According to the general manager, the company is investing a total amount of 20 million dollars for its 2000 hectare project, out of which 70 percent of the investment loan is acquired from Development Bank of Ethiopia (DBE) while the rest is partly financed from Agropeace, development partners as well as from the income generated from the project itself.

He told The Reporter that the company aims to start exporting in 2013 for the first time, starting with some 2000 tons of castor seed that is estimated to be roughly worth about 2.5 million dollars.

So far, over 350 hectares of land has been cleared for castor production.

“In Israel we have a lot of experiences in developing deserts and turn it into productive agricultural farm. Once you have enough water and use it with kid gloves, it will be advantageous because being very dry is an advantage. When you have water for irrigation, you can absolutely control how much water you can use for your farm.”
For the company, infrastructure development is a bottleneck challenge that has already forced it to incur core investment costs.

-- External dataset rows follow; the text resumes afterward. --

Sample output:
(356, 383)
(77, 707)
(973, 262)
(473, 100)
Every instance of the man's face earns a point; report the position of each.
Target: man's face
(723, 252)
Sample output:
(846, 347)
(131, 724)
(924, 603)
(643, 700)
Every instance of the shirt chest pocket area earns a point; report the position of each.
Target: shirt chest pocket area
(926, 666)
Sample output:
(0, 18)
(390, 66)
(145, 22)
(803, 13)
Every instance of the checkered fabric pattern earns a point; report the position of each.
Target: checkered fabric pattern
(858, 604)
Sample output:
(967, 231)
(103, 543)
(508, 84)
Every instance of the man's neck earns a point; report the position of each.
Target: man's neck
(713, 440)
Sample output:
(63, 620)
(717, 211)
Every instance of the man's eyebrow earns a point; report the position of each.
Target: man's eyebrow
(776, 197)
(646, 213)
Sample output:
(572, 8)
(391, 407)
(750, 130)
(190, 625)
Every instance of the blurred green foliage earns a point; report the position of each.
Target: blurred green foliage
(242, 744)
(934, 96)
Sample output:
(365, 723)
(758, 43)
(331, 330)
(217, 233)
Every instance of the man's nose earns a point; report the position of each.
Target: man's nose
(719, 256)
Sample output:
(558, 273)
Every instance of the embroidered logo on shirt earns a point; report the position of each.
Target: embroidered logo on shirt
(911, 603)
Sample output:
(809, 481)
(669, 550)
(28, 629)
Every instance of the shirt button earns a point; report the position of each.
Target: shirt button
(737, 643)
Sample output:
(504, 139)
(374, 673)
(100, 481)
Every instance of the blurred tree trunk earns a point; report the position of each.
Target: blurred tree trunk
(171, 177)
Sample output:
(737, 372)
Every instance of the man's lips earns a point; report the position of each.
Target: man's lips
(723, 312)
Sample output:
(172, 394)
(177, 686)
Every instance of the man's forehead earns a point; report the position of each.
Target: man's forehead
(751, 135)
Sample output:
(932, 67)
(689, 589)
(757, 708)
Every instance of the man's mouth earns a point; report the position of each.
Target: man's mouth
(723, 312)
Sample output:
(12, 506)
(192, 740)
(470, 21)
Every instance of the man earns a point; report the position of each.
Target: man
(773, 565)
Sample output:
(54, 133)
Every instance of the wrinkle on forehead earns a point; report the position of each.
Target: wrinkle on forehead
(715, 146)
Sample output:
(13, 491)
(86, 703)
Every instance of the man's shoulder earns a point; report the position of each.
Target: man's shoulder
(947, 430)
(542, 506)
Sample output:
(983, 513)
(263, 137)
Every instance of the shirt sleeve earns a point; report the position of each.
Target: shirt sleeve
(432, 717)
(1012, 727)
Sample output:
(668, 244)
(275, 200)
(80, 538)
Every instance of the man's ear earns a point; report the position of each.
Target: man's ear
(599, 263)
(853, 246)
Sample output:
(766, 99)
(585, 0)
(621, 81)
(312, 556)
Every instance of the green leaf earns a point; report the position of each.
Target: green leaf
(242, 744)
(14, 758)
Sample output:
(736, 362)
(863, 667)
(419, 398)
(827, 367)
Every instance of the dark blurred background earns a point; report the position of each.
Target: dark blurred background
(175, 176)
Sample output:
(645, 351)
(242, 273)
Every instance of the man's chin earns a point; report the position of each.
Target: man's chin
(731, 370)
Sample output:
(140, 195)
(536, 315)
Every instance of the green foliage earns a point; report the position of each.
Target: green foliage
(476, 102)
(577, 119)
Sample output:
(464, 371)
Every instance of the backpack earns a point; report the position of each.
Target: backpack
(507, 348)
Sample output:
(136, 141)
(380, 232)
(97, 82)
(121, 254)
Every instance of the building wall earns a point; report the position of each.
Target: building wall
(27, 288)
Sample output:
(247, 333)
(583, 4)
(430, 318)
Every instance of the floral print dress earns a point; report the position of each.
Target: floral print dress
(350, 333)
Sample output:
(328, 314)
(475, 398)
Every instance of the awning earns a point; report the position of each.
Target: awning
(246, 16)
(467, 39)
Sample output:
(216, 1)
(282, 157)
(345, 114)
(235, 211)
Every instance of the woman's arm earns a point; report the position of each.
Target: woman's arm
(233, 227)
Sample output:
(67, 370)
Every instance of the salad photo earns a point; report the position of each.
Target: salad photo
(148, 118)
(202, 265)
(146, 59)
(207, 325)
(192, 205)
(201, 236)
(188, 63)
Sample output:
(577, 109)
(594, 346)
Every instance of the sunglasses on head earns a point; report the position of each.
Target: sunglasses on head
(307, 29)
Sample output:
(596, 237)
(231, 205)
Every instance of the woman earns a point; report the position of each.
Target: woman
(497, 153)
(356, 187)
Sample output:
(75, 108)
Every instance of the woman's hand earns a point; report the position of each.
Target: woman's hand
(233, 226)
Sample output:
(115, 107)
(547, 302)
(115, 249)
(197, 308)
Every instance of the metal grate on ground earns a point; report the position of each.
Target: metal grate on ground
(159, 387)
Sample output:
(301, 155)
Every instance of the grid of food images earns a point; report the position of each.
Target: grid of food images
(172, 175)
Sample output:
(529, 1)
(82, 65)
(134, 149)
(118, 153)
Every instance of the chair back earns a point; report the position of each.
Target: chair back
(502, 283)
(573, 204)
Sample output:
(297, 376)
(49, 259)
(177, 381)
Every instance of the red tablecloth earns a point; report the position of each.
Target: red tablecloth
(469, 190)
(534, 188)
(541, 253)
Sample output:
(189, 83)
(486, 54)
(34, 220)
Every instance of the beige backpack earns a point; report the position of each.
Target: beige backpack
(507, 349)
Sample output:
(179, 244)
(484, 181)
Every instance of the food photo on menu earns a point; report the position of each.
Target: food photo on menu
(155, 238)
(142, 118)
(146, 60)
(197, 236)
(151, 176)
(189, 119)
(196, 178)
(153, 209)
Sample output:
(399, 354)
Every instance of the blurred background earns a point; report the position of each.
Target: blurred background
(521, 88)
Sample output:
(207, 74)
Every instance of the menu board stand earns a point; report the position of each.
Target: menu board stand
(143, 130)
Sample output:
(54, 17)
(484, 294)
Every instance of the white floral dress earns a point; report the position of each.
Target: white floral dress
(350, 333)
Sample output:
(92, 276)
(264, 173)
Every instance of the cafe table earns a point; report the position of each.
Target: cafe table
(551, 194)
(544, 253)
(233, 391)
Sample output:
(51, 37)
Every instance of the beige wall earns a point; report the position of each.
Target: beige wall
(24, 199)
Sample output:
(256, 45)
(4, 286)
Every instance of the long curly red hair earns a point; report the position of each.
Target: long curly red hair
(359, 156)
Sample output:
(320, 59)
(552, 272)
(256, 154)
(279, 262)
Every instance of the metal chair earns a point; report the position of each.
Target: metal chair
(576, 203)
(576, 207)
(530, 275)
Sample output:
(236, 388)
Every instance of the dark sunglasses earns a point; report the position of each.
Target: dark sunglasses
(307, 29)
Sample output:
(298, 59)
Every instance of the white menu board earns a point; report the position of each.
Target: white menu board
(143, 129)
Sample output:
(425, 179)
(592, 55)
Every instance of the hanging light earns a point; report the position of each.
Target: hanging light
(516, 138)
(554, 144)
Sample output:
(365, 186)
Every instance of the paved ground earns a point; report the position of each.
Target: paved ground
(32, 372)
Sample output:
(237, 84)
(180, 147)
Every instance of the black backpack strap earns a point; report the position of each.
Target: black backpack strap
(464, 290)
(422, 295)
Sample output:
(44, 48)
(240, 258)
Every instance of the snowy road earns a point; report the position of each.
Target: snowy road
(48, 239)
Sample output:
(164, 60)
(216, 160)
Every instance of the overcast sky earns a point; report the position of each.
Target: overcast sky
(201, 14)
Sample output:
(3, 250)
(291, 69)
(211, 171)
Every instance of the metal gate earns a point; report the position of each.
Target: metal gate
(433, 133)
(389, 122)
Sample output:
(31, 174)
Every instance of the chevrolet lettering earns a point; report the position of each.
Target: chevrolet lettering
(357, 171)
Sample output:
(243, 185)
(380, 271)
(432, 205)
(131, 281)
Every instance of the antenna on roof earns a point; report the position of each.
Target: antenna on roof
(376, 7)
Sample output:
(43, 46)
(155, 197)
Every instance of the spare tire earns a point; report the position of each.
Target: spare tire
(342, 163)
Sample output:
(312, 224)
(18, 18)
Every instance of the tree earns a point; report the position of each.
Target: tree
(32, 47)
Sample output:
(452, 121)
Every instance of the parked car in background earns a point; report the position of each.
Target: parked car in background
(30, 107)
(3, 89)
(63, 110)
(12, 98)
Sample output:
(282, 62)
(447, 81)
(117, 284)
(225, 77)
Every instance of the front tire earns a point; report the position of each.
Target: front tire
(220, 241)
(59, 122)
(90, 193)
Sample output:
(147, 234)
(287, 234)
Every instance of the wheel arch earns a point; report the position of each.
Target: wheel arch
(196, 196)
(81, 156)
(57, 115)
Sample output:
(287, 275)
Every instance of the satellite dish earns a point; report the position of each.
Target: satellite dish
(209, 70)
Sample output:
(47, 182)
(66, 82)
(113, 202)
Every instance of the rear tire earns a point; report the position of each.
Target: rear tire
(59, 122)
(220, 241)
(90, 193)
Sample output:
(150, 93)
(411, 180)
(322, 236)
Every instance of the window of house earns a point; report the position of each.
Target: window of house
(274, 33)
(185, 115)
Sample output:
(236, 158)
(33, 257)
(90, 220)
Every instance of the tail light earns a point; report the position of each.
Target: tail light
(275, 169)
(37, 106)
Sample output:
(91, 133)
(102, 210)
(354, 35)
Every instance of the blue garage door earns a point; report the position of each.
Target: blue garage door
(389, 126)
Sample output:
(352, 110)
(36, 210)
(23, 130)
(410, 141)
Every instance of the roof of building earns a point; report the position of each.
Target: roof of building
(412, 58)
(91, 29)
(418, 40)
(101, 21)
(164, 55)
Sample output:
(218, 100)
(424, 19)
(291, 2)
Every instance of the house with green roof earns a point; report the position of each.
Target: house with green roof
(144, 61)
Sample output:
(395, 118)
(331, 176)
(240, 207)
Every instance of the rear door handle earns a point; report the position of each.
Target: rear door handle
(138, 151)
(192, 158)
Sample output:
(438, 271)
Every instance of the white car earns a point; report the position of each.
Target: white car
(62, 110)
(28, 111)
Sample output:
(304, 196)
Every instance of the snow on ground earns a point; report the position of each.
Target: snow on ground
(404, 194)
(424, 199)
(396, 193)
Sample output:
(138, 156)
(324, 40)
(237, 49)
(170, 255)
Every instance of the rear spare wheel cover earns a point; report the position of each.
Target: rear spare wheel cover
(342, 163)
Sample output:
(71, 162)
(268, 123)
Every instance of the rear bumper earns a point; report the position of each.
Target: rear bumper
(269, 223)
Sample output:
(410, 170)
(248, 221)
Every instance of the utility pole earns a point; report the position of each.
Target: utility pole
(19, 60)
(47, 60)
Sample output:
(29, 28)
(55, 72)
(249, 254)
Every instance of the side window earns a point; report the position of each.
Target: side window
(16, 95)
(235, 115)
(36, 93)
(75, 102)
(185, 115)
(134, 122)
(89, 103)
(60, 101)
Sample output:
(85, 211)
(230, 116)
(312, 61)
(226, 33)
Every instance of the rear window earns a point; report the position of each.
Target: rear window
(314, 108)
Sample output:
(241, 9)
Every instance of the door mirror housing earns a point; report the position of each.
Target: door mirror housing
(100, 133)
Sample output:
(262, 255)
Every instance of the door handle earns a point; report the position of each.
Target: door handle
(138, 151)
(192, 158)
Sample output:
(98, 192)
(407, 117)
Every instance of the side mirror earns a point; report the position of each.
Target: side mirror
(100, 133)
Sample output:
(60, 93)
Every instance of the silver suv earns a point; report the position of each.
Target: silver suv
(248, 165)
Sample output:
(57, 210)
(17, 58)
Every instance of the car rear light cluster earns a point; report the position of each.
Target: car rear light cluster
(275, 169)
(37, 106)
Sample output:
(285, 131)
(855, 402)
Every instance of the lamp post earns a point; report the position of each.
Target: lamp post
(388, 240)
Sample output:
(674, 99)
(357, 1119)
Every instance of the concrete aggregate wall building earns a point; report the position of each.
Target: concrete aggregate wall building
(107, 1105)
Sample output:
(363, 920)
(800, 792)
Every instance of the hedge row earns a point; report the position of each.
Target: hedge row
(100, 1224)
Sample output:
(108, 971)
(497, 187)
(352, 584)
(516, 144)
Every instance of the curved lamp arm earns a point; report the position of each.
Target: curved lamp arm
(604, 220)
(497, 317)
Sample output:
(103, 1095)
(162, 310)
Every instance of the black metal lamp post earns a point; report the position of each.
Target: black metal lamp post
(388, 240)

Anteneh Gelaye, chief operation manager of the project, explained that such a kind of investment is the first project in the area.

Anteneh told The Reporter that at that demonstration site, Agropeace has carried out pilot project and has seen satisfactory results particularly in castor seed, soya bean, groundnut as well as maize.

“Though this areas is semi-desert, for example, last year using Israeli technology we grew an American maize seed. And we have harvested about 80 quintals from a hectare while is 30 quintals in normal case.”

The Israeli Ambassador to Ethiopia, Belaynesh Zevadia, hailed the company’s project saying, “I’m happy about this promising achievement. They did a great job.”

She also told the company, “I hope in a couple of years, you would reap good production.

“There is a jewish saying that goes “If you save one life, you will save the world”, Belaynesh said after she saw the water wells the company provided for the local residents “I was born in Gondar and grew up in Addis Ababa before leaving for Israel when I was 17. I didn’t know we have such kind of place. Now I’m proud of being Jewish. I’m proud of Ethiopia. Please keep saving more lives.”

Similarly, the vice president of development DBE, Tadesse Oge’e, praised the company for its project.

“Your commitment to invest in such kind of area is very fantastic while most investors prefer to invest in Addis Ababa and surrounding areas. We are ready to support this project and continue to support it.

Issayas Kebede, from Ministry of Agriculture, on his part said, “This is the kind of development that Ethiopia seeks. When you lose, we lose, when your gain we gain.
For a long time the area was known as one of the country’s smuggling corridor and black market zones.